The Sikorsky X-2: A Half Way Solution

As reported by Aviation Week and Flight Global, Sikorsky has recently completed the first test flight of its X2 high speed, compound helicopter. Sikorsky expects this rotorcraft to have a maximum speed of 250 knots when all stages of testing are complete. The X2 has been in development this decade, and is a follow up to the Advancing Blade Concept Demonstrator of the 1970s known as the Sikorsky S-69 / XH-59. The new X2 is using fly-by-wire controls to help minimize blade vibration that created problems for the earlier S-69 / XH-59.

If the X2 can really fly at 250 knots, it will be about 100 knots faster than most helicopters today. That is a quite significant advance in rotorcraft speed, and Sikorsky should be commended for this advance. A reasonably fast vertical takeoff and landing (VTOL) craft is certainly desirable.

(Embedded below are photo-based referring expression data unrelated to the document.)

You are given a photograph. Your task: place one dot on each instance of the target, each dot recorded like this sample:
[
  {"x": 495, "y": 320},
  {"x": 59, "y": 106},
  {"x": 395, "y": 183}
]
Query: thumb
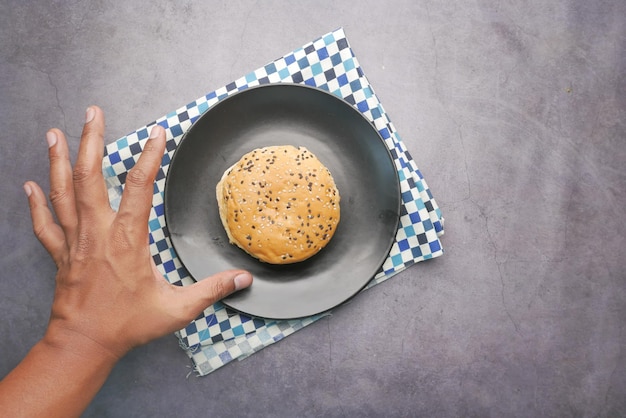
[{"x": 206, "y": 292}]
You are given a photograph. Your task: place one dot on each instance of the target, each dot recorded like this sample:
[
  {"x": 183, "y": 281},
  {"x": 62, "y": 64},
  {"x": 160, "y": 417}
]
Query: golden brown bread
[{"x": 280, "y": 204}]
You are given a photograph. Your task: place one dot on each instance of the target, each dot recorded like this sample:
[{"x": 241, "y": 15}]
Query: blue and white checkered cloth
[{"x": 220, "y": 334}]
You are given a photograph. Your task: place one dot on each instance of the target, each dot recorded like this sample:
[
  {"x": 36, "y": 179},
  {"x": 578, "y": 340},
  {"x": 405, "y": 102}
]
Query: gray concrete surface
[{"x": 514, "y": 111}]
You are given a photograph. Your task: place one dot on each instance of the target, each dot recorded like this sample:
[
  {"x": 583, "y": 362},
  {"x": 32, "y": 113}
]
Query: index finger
[
  {"x": 90, "y": 189},
  {"x": 136, "y": 201}
]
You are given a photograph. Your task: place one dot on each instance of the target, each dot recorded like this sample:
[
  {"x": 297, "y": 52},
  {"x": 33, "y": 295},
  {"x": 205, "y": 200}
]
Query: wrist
[{"x": 72, "y": 343}]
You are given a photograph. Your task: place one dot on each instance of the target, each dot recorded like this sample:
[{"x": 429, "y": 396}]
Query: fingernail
[
  {"x": 51, "y": 138},
  {"x": 242, "y": 281},
  {"x": 156, "y": 130},
  {"x": 90, "y": 114}
]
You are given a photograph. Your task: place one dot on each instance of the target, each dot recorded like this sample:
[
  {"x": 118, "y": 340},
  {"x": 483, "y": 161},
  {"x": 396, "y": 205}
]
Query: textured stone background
[{"x": 516, "y": 115}]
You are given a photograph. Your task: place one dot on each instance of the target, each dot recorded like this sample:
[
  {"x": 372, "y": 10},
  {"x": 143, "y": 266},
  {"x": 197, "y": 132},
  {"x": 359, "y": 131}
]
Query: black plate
[{"x": 343, "y": 139}]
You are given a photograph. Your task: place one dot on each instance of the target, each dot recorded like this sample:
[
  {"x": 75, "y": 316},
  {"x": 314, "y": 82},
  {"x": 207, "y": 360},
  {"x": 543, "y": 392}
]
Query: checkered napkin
[{"x": 220, "y": 335}]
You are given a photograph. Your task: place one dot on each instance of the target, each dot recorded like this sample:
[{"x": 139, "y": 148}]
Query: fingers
[
  {"x": 195, "y": 298},
  {"x": 89, "y": 187},
  {"x": 136, "y": 201},
  {"x": 46, "y": 230},
  {"x": 61, "y": 184}
]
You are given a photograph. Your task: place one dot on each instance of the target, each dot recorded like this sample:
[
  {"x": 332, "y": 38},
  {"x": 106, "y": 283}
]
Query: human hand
[{"x": 108, "y": 290}]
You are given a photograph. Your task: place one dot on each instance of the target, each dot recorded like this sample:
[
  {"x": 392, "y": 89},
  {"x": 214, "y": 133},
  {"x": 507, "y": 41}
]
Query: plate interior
[{"x": 345, "y": 142}]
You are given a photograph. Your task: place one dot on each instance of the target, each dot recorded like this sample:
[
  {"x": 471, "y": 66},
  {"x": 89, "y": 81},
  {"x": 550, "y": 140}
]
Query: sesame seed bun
[{"x": 279, "y": 204}]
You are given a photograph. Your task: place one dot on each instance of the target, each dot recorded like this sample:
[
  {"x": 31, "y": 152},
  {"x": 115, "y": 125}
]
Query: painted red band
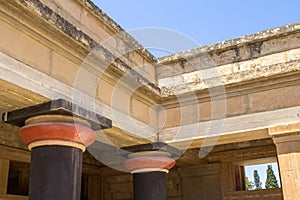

But, at Aeromobile Inc. we think that faster helicopters are still not the ideal VTOL craft. We prefer an airplane with vertical capabilities to a helicopter that flies faster. Our reasons include:
  • Airplanes are inherently safer than helicopters, requiring less maintenance and glidable to earth when power fails. All rotorcraft must have a minimum altitude usually 1500 feet to auto rotate, and it remains to be seen how well the counter-rotating rotors of the X2 auto rotate in the event of power loss.
  • With the X2, the slowing of the rotors to prevent them from going supersonic and vibrating excessively has to be done with computer assistance (the"fly-by-wire" element of the control system). This adds complexity, and we will see how reliable that control system works. We feel that complexity means more expense and more risk for failure.
  • The requirement of special rotorcraft training, and the high price limits the availability of helicopters to many that need vertical flight.
  • Helicopters basically force themselves in the air and need constant rotor action to remain in the air. They do not have the aerodynamic efficiencies of airplanes and consume more fuel, which in periods of high fuel costs makes them even more expensive and therefore less available.
We have touted our Arc Wing VTOL Airplane many times in this blog and on our website. We still feel that an airplane with vertical flight capabilities is the best VTOL of all. Our Arc Wing VTOL will fly 100 knots faster than the proposed 250 knots of the X2. It is mechanically far simpler than any helicopter, especially the more complex X2. It can be flown by an airplane pilot without any computer assistance or complicated mechanisms in changing from vertical to horizontal mode and vice-versa. And, with its simpler design, it will be considerably less expensive to build and operate than a fast helicopter.